Choosing a Listing Agent in Montana

Listing Agents

Choosing the Right One


     So you’ve decided to sell your home and you’ve been interviewing potential “Listing Agents.”  You’ve interviewed three and it’s time to select the one you’ll use.

     Of those you interviewed, which one should you choose?

     Do you pick the one that seemed sharp; who came to your door already knowing what your home was worth and it was more than you had hoped for?  He even agreed that you should “start high — you can always reduce the price later if you need to.”  And, he claimed to have Buyers lined up just waiting to buy a home like yours!

     The first Realtor® sounds almost too good to be true — and, he is.  The truth is that he was engaging in a despicable practice called “buying a listing.”  He “buys” your listing by suggesting that you can get a higher sales price than a reputable agent would suggest.   He may know your home will not actually sell at that price, maybe not even close to it.   His intention from the start is to “get the listing now,” tying up your home with his “listing contract” for the next 3, 6 or more months.   Then, after few, if any, prospective buyers have seen the home, he’ll talk you into lowering the price.

     Why do agents “buy” listings?  There are a couple of reasons. An inexperienced agent can respond inappropriately to pressure from a homeowner who has an inflated perception of the home’s value.  And, being new, he really wants to “get some listings on the board.”  On the other hand, there are some agents who engage in “buying listings” as a routine practice.  Getting listings with unrealistic promises violates the Realtor’s® Code of Ethics

     Or, do you pick the second one who seemed honest and sincere enough, but his suggested price, which he did have with him on the first visit, was lower than the first “hot-shot.”  But, he didn’t give you much detail on “how he was going to market your home.”  He had some colorful presentation materials, though.  “Oh well,” you figure, “all Realtors® do about the same stuff anyway, right?   Put it in MLS, put an ad in the newspaper once or twice, hold a couple open houses if you demand it and otherwise just hope the home sells itself.”

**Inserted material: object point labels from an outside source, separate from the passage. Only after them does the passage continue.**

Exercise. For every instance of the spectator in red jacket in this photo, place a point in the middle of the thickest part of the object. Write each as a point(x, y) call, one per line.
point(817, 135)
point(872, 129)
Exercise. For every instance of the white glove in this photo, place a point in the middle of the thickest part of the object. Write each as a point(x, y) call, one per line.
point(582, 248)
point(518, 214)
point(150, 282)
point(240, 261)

     Or, do you pick the third one that required two visits; the first to tour your home making notes on its features, strengths and weaknesses and who asked a lot of questions.  Then, she came back for a second meeting to give you a recommended selling price — perhaps a bit lower than the price offered by the hot-shot or the second agent neither of whom had even seen the home before announcing what it was worth.

     The third Realtor® also spent time explaining her “marketing plan” for your home, not necessarily with a snappy presentation, but with facts and commitments.  She pointed out, that contrary to common opinion, her job is not so much to sell the home herself, although she’d love to do that.   But as your “Listing Agent,” her primary job is to make sure all the local area Realtors® who deal with Buyers know about your home and its features.  She will do that by holding a “Brokers Open House” and providing each of them with a brochure on your home so every Realtor® would remember this home.  In addition to the Brokers’ Open House, she offered several other ways she’d put your home in front of the widest possible number of prospective Buyers.  Finally, she explained how important it is that the home be accurately described in Multiple Listing Service (MLS) so Realtors® looking for homes to show their clients will identify your property as a good value with all the right features.

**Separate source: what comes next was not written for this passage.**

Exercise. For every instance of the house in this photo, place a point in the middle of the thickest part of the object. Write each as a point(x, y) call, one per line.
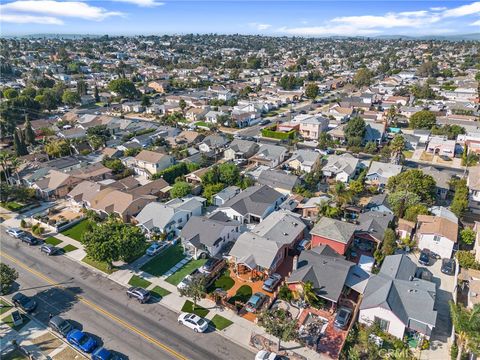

     In a nutshell, your Listing Agent’s job is to multiply the number of people working to sell your house by enlisting every other Realtor® in town, especially those who deal mostly with Buyers.

In summary, you should choose as your Listing Agent, a Realtor® who:

  • is experienced at selling homes in your neighborhood.

  • is honest enough to admit that one cannot give a reasonable estimate of the value of a home until he or she has toured the home.

  • takes the time to document an honest comparison of your home to others that have sold recently and those currently on the market.

  • has a clear and comprehensive “marketing plan” for your home.

  • is someone with whom you feel comfortable discussing one of the most important decisions you can make.